David Hockney: Brimming With Talent But Such A Miserable Git

David Hockney

I would love to say I’ve met David Hockney: I admire him enormously as a draughtsman, especially innumerable portraits capturing likeness with minimum effort and brush-stroke. He just can, and does, execute perfectly first time, which is an extremely rare gift (something Tracey Emin can only dream of). This is why he is worth celebrating, to all the people who say he is only the greatest living British painter by default of being alive still. Surely that title was previously that of Lucian Freud, but then Hockney is a more subtle a painter of greater draughtsman capabilities: Freud was all about texture and tone rather than accurate rendering. It is a long overdue retrospective that we’re really looking forward to at the Tate.

I went to the same school as Hockney in Bradford, and share a mutual friend who is also an artist: though every time an introduction was to be made, it depended entirely on Hockney’s mood which was volatile to say the least. So it never happened, but then maybe he would have whinged about the anti-smoking laws that were due to come into force (around 2007-ish). He really is a miserable git, from all I can tell from other media appearances. But then one is allowed to be, there’s nothing wrong with this. One of his earliest paintings remains at the school, completed while Hockney was in his early teens: it is a row of ties painted on paper, hung with absolutely no security inside the school. Up in Yorkshire-land it seems people are less fussed about arty-farty shite, as no one seemed remotely excited about this early Hockney gracing their eyes each day. I remember standing outside Salts Mill in Saltaire – itself a permanent Yorkshire gallery full of Hockneys – and hearing a young woman stating loudly “Who’s this David Hockney?!”. I think Hockney himself still embodies a grizzled Yorkshire not giving a shit attitude. But I digress: the temptation to pinch the ties – probably worth stupid money now – was sometimes overwhelming.

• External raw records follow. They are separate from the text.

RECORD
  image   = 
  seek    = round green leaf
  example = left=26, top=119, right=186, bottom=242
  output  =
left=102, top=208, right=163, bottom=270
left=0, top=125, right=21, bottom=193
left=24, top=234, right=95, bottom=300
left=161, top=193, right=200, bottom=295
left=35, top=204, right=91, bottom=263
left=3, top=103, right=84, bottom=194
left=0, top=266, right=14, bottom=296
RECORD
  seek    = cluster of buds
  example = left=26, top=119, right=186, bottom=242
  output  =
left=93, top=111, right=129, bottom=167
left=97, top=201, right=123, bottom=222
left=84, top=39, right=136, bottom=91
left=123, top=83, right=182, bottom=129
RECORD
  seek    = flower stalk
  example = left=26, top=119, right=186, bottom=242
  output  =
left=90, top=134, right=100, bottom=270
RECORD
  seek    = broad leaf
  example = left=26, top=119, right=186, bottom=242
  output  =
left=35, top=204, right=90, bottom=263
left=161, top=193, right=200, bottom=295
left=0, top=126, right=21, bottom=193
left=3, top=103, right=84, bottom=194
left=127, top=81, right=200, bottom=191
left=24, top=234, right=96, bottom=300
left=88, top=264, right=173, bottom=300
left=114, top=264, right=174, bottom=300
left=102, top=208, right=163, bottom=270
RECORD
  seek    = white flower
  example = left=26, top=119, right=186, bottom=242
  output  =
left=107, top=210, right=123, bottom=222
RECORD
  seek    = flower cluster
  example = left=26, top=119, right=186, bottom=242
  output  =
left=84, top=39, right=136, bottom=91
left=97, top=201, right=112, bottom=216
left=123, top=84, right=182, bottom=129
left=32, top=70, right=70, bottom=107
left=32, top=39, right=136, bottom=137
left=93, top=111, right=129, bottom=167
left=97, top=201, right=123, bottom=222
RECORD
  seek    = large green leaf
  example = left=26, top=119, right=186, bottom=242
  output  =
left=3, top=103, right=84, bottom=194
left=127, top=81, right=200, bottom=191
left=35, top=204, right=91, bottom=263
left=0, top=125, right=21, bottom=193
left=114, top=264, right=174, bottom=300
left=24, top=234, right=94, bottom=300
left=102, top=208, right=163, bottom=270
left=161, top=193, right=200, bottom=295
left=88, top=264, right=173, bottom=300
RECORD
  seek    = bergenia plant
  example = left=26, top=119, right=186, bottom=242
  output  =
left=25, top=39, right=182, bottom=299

It seems someone so talented as Hockney must eventually have gotten bored – hence his forays into iPad art which itself killed everything that he was so good at: accuracy of composition and rendering. They are embarrassingly clumsy, which just goes to show that someone with less talent would probably make iPad art which looks like regurgitated spaghetti. Also his large trees at the Royal Academy which filled an entire wall at the Summer Show a couple of years back was lazy in the extreme. But he has done fascinating work such as investigation into the use of camera obscura in early Renaissance Flemish work, notably the Arnolfini portrait. I’m hoping the retrospective does his amazingly skilled hand justice.